Une offre qui passe en outre aussi par la vente à distance. Le CEO tient beaucoup à la relation client et à ses magasins physiques mais, en tant que fervent défenseur de l’e-commerce – il a créé le premier supermarché alimentaire 100% en ligne en Belgique lorsqu’il était directeur général exécutif de Cora Belux –, il travaille naturellement au bon développement de sa plateforme online. “Proposer une offre omnicanale est essentiel mais il faut le faire intelligemment”, précise Cédric Antoine. Pas question de développer un service “qui détruit de la valeur”. L’un des premiers défis du CEO en arrivant à son poste fut d’ailleurs de développer la partie back office du commerce en ligne afin de maîtriser la chaîne logistique en amont. Aujourd’hui, l’activité est devenue rentable, représentant 5% des ventes. “Et on compte encore l’augmenter”, conclut le CEO.
Pénurie de médicaments, comment anticiper?

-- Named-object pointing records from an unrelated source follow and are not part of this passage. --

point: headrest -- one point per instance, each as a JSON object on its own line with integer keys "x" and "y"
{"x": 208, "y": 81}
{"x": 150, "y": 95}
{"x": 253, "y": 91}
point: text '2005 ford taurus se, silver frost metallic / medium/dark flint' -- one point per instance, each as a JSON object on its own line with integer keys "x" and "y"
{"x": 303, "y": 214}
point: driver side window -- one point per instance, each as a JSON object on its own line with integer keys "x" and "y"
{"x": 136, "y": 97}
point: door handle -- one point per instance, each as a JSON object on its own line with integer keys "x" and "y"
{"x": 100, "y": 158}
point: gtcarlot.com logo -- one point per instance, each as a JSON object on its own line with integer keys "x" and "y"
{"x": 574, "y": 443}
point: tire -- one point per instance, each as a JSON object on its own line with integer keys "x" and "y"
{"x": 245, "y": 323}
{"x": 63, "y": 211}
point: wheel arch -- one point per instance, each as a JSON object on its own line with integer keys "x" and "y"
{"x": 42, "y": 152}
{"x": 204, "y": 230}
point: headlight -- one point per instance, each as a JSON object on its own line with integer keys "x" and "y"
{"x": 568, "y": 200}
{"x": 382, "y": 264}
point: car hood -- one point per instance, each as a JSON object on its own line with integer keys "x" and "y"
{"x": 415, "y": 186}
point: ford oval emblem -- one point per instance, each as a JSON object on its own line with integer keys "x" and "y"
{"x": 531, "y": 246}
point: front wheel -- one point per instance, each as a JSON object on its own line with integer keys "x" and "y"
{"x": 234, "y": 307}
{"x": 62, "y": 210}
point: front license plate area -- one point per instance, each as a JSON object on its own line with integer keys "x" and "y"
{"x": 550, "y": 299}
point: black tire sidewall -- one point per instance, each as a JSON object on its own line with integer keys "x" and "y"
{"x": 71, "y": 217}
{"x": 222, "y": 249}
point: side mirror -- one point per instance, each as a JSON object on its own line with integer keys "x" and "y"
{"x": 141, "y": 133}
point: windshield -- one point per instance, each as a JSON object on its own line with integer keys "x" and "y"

En 2022, plus de 3.000 médicaments ont connu des problèmes d’approvisionnement en Belgique. “C’est un sujet de santé publique problématique, expose Cédric Antoine, CEO de Medi-Market. Garantir la présence de produits en magasins semble basique mais c’est très important, encore plus lorsque cela concerne des médicaments.” Plusieurs raisons expliquent ces tensions dans l’approvisionnement. Par exemple, la forte pression à la baisse sur les prix des médicaments, la libre circulation des marchandises en Europe et des normes de qualité élevées qui exigent un processus de production très complexe.
“Tout le monde a sa part de responsabilité”, analyse le CEO qui met en évidence tant des problèmes d’anticipation que des facteurs exogènes sur lesquels les entreprises n’ont aucune prise. Afin d’améliorer la supply chain, le groupe coopère avec les industriels, histoire d’anticiper ses besoins et de garantir la disponibilité des produits. “La démarche paraît évidente mais c’est une forme de coopération qui n’a pas toujours été naturelle”, précise Cédric Antoine.